Cisco CDR data versus Cisco CMR data? What's the difference between Cisco Call Detail Records (CDR) and Call Management Records (CMRs)?
Within the Cisco Unified Communication Manager (CUCM), CDRs focus on call details and billing, while CMRs provide deeper insights into call quality and performance. Both records play crucial roles in managing and optimizing your communication system.
CDR (Call Detail Records)
Cisco CDR contains essential information about each call processed by Cisco Unified Communications Manager (CallManager). They serve various purposes, including billing, troubleshooting, and capacity planning.
Cisco CDR Data Contains:
- Call Origination and Destination: CDR captures the calling and called numbers, offering a granular view of the communication flow.
- Timing Details: Precise timestamps, including start time, connection time, and end time, enable a meticulous analysis of call timelines.
- Call Duration: Knowing the exact duration of each call is crucial for various applications, from billing to troubleshooting.
- Call Type: CDR classifies calls into categories such as incoming, outgoing, or internal, providing insights into communication patterns.
- Call Termination Cause: Understanding why a call terminated (e.g., normal call clearing, busy, no answer) aids in troubleshooting and optimizing call performance.
CDR Use Cases
- Billing and Invoicing: CDR serves as the foundation for accurate billing, ensuring organizations can account for every call made and received.
- Analyzing Call Patterns: Precise timestamps, including start time, connection time, and end time, enable a meticulous analysis of call timelines.
- Identifying Call Quality Issues: CDR contributes to troubleshooting efforts by pinpointing potential call quality issues, allowing administrators to address them promptly.
- Troubleshooting Call Failures: In cases of call failures, CDR acts as forensic tools, offering insights into the events leading up to the failure.
- Capacity Planning: By analyzing call volumes and patterns, administrators can use CDRs for effective capacity planning, ensuring the communication system meets the organization's demands.
CMR (Call Management Records)
While CDRs focus on the logistical aspects of calls, CMR provides additional diagnostic information related to call quality and performance for the Cisco PBX. CMR is especially useful for assessing audio and video quality experience.
CMR Data Contains:
- Quality of Service (QoS) metrics;
- Jitter (variation in packet delay)
- Latency (delay between sending and receiving packets)
- Packet Loss
- Video-related Metrics:
- Frame rate
- Call setup and teardown details
CMR Use Cases
- Diagnostic Insights: CMR provides detailed diagnostic information, offering a comprehensive view of factors affecting call quality (e.g., choppy audio, video freezing).
- Audio and Video Quality Assessment: Unlike CDR, CMR specifically assesses the quality of audio and video components during calls, aiding in the identification and resolution of multimedia issues.
- Performance Metrics: Metrics such as jitter, packet loss, and latency are captured by CMRs, allowing administrators to address performance bottlenecks and optimize the network for seamless communication.
While CDRs and CMRs both provide critical insights into call activity on a Cisco VoIP network, their purposes differ. CDRs serve largely as an auditing tool – tracking detailed metadata like call parties, durations, routing, and other logistical information.

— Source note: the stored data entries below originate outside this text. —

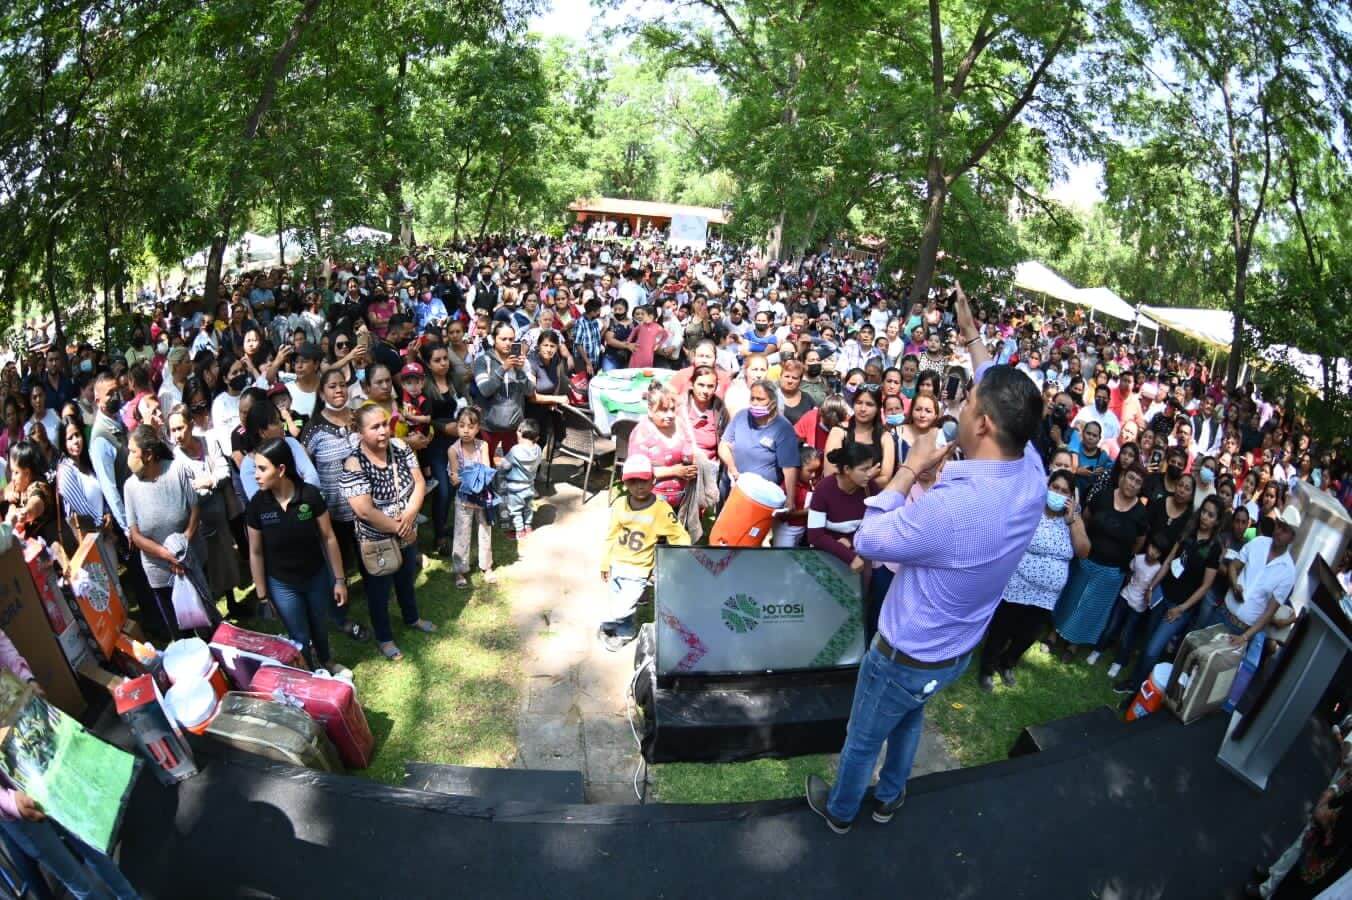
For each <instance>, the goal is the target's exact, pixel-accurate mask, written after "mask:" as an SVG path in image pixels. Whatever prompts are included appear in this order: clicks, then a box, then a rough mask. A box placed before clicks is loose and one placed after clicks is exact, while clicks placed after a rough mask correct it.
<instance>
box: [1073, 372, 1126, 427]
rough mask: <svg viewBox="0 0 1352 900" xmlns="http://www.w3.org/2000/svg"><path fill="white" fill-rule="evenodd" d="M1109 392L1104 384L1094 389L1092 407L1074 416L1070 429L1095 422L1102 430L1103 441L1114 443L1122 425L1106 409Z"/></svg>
mask: <svg viewBox="0 0 1352 900" xmlns="http://www.w3.org/2000/svg"><path fill="white" fill-rule="evenodd" d="M1110 395H1111V392H1110V391H1109V386H1107V385H1106V384H1101V385H1099V386H1096V388H1095V389H1094V405H1092V407H1083V408H1082V409H1080V411H1079V414H1076V416H1075V422H1072V423H1071V427H1073V428H1079V427H1082V426H1083V424H1084V423H1086V422H1096V423H1099V427H1101V428H1102V430H1103V441H1115V439H1117V435H1118V434H1119V432H1121V431H1122V423H1121V422H1118V420H1117V416H1115V415H1113V411H1111V409H1109V408H1107V404H1109V396H1110Z"/></svg>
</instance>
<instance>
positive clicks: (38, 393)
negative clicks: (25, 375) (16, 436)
mask: <svg viewBox="0 0 1352 900" xmlns="http://www.w3.org/2000/svg"><path fill="white" fill-rule="evenodd" d="M28 407H30V408H31V409H32V414H31V415H30V416H28V420H27V422H26V423H24V424H23V434H24V436H27V438H32V432H34V430H35V428H42V430H43V431H45V432H46V436H47V443H49V445H55V442H57V432H58V431H59V430H61V418H59V416H58V415H57V411H55V409H49V408H47V392H46V389H43V386H42V385H41V384H38V382H34V385H32V388H30V389H28Z"/></svg>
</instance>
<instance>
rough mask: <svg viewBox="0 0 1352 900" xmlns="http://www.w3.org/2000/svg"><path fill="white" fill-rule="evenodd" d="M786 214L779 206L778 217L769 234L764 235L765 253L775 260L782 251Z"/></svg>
mask: <svg viewBox="0 0 1352 900" xmlns="http://www.w3.org/2000/svg"><path fill="white" fill-rule="evenodd" d="M787 215H788V214H787V212H786V211H784V209H783V208H781V209H780V211H779V219H777V220H776V222H775V226H773V227H772V228H771V230H769V234H768V235H765V255H767V257H769V258H771V259H773V261H775V262H779V258H780V255H781V254H783V253H784V219H786V218H787Z"/></svg>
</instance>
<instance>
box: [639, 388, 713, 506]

CMRs take a deeper dive into call quality itself by recording quality metrics, troubleshooting data, and diagnostics. Both record types enable administrators to monitor, analyze, and optimize their VoIP infrastructure and calling experience.
The key for administrators is recognizing when to utilize CDRs for compliance, utilization analysis, and tracking overall calling trends and when CMRs may provide more robust diagnostics around real-time call performance and health of VoIP components. By leveraging these complementary capabilities in tandem and tailoring Cisco Unified Communications Manager settings appropriately, telecom managers can unlock the full value of their network’s call data. This allows for informed decisions around troubleshooting, capacity planning, and maximizing ROI on UC investments down the road.